Ideal for those who value the Auto-Invest feature and a hands-off approach, only needing to monitor the portfolio occasionally.
The minimum investment amount per loan part on Esketit is typically €10, allowing investors to start diversifying their portfolio even with small capital.
The Buyback Guarantee is provided by the Loan Originator. If a borrower delays a payment by 60 days or more, the Loan Originator is obliged to repurchase the claim from the investor, covering the outstanding principal and accrued interest.
Due to the platform’s transition from Esketit Ireland to Esketit Croatia, the Secondary Market and Cash Out functionalities for claims on the legacy Ireland platform have been disabled. This means existing investments are locked until maturity or borrower repayment. New investments on the Croatia platform may see these features reintroduced later.

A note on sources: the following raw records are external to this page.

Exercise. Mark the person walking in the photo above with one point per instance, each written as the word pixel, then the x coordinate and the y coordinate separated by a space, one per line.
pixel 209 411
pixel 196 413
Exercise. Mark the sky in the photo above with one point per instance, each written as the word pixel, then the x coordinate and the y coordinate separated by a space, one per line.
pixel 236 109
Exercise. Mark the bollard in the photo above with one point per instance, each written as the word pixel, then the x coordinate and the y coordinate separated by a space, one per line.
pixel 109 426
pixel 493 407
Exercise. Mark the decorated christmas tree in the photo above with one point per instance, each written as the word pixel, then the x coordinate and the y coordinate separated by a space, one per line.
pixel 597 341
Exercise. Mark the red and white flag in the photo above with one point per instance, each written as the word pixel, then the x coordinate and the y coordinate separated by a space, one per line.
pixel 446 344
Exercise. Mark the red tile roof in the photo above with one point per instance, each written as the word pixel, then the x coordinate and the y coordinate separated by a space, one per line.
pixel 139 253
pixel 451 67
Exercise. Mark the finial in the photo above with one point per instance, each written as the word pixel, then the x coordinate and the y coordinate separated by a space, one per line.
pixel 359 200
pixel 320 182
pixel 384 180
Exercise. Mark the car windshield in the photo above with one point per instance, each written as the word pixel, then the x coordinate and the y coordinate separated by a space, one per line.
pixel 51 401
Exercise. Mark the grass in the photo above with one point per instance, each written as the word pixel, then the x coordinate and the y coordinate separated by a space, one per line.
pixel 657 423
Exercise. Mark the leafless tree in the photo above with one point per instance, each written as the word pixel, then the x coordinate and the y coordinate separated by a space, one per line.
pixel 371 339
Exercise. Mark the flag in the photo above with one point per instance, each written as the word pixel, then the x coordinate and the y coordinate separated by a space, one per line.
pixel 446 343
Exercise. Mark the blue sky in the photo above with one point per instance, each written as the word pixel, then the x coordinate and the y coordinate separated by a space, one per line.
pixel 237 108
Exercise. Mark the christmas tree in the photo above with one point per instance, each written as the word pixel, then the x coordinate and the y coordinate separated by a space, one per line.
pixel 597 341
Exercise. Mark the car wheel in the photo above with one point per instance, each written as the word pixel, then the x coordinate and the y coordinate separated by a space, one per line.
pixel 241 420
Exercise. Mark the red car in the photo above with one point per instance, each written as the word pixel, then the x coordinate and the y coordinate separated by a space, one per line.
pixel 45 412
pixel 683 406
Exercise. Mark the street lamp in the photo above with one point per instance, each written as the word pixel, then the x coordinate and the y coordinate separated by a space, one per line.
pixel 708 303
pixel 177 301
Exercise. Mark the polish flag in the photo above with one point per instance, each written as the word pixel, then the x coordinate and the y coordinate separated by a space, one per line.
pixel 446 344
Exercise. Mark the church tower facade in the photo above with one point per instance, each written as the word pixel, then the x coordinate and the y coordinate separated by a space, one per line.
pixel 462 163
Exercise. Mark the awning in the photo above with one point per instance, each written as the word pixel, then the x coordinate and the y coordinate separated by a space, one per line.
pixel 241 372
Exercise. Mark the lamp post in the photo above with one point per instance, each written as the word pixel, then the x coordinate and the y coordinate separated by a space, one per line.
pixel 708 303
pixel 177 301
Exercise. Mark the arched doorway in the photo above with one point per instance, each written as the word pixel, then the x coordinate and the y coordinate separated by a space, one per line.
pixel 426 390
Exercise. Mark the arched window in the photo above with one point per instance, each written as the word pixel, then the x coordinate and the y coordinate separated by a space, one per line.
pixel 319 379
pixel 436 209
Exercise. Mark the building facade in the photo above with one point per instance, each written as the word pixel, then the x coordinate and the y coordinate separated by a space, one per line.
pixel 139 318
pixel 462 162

Esketit generally does not charge investors platform fees for primary market investments or withdrawals. Any fees associated with selling on the secondary market (if available) would typically be covered by the premium or discount applied to the sale.
Esketit primarily offers investment in short-term and installment Consumer Loans originated by the Creamfinance Group and other affiliated Loan Originators, often across markets like Jordan, Czech Republic, and Poland.
Esketit's regulatory status is complex due to its recent transition. While previously operating under Irish jurisdiction, the platform is moving toward regulation or registration under Croatian/EU frameworks. Investors should monitor the regulatory status of the new entity closely.